Health systems have been slow to comply with new federal requirements that require them to publicly disclose the prices they charge for medical services, prompting federal officials to increase pressure on them to comply. Many hospitals seem to have taken a wait and see attitude on the rules amid a change of leadership in the White House. But the Biden administration shows no signs of abandoning price transparency.

“It’s not going anywhere,” said Morgan Lewis partner Susan Fagin Harris.

Hospitals are stepping on their heels.

“We are deeply concerned about the proposed increase in penalties for non-compliance, especially in light of significant uncertainty in the interpretation of the rules,” Stacey Hughes, executive vice president of the American Hospital Association, said in a statement.

Since then, usually in effect in January, hospitals have adhered to it everywhere. According to the Patient Rights Advocate’s analysis, more than 80% of the 500 randomly selected hospitals did not publish rates negotiated with third-party payers, half did not disclose any agreed rates at all, and about 40% did not distribute cash discounts. held from May to July.
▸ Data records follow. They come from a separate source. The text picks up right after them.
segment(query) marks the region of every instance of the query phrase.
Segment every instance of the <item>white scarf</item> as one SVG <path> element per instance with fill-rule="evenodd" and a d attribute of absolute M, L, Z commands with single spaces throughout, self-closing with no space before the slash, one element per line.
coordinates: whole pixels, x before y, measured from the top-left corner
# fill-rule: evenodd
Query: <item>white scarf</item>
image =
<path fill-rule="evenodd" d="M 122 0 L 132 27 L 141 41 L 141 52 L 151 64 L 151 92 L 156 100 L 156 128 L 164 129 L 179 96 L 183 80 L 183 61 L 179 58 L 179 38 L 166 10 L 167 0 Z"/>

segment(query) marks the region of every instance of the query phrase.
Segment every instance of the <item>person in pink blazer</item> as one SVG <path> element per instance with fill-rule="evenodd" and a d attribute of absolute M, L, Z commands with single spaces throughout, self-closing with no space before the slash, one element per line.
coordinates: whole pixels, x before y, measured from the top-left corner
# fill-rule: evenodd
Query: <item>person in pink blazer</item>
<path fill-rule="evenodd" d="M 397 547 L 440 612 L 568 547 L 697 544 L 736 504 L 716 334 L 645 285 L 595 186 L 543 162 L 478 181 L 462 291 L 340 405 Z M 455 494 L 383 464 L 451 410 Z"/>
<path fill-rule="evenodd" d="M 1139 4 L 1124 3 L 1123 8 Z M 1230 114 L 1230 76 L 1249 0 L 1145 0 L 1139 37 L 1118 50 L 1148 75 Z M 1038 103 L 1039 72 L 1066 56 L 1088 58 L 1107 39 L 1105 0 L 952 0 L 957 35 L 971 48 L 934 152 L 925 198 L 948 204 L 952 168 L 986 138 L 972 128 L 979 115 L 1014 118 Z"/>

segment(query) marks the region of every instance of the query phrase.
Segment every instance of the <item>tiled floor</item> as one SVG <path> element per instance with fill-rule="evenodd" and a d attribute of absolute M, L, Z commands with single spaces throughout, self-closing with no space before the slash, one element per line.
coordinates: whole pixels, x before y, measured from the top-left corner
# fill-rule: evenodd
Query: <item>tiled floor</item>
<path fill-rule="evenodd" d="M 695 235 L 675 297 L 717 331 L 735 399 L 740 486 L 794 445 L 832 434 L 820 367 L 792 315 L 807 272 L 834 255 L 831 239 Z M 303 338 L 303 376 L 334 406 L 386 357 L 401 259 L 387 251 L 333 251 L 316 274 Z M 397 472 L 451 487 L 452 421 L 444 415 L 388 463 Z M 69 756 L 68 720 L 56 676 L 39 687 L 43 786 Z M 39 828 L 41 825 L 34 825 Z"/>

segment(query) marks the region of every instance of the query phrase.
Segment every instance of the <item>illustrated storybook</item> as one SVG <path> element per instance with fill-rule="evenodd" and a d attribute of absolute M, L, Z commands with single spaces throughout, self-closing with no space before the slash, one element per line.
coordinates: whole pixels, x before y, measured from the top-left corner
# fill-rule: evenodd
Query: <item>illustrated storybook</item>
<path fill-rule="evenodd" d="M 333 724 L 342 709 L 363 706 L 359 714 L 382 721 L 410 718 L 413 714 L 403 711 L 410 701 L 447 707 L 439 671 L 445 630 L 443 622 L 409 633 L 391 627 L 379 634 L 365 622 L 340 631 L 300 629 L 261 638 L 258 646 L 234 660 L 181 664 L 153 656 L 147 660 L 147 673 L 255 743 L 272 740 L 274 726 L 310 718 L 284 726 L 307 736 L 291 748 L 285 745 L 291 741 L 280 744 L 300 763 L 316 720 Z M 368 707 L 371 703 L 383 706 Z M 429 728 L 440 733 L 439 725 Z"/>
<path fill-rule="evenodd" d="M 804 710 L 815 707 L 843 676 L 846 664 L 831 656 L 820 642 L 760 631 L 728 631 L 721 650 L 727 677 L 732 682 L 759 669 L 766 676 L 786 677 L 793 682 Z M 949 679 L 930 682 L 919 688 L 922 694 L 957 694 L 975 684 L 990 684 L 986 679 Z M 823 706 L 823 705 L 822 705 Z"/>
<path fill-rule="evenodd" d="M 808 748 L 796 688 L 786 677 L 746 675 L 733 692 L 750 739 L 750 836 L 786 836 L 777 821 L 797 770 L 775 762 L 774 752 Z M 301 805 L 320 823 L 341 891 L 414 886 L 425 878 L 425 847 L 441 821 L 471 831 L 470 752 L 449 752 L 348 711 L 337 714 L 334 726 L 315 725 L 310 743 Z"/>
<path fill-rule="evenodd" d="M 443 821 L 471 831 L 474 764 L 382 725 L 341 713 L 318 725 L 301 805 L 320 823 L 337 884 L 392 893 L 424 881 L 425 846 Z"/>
The vast majority of hospitals do not publish all of the agreed rates for specific payers and plans.

Only 6% of hospitals met all the requirements of the rule.

But that could start to change as the CMS clarifies the rules and hospitals fight to avoid the ire of regulators.

“The larger the fine, the more priority it becomes,” said Feigin Harris.

In the proposed rule, the CMS asked the public to comment on best practices for online pricing tools, describing available purchases in plain language, standardizing machine-readable files, and ways to identify and distinguish hospitals that provide price transparency.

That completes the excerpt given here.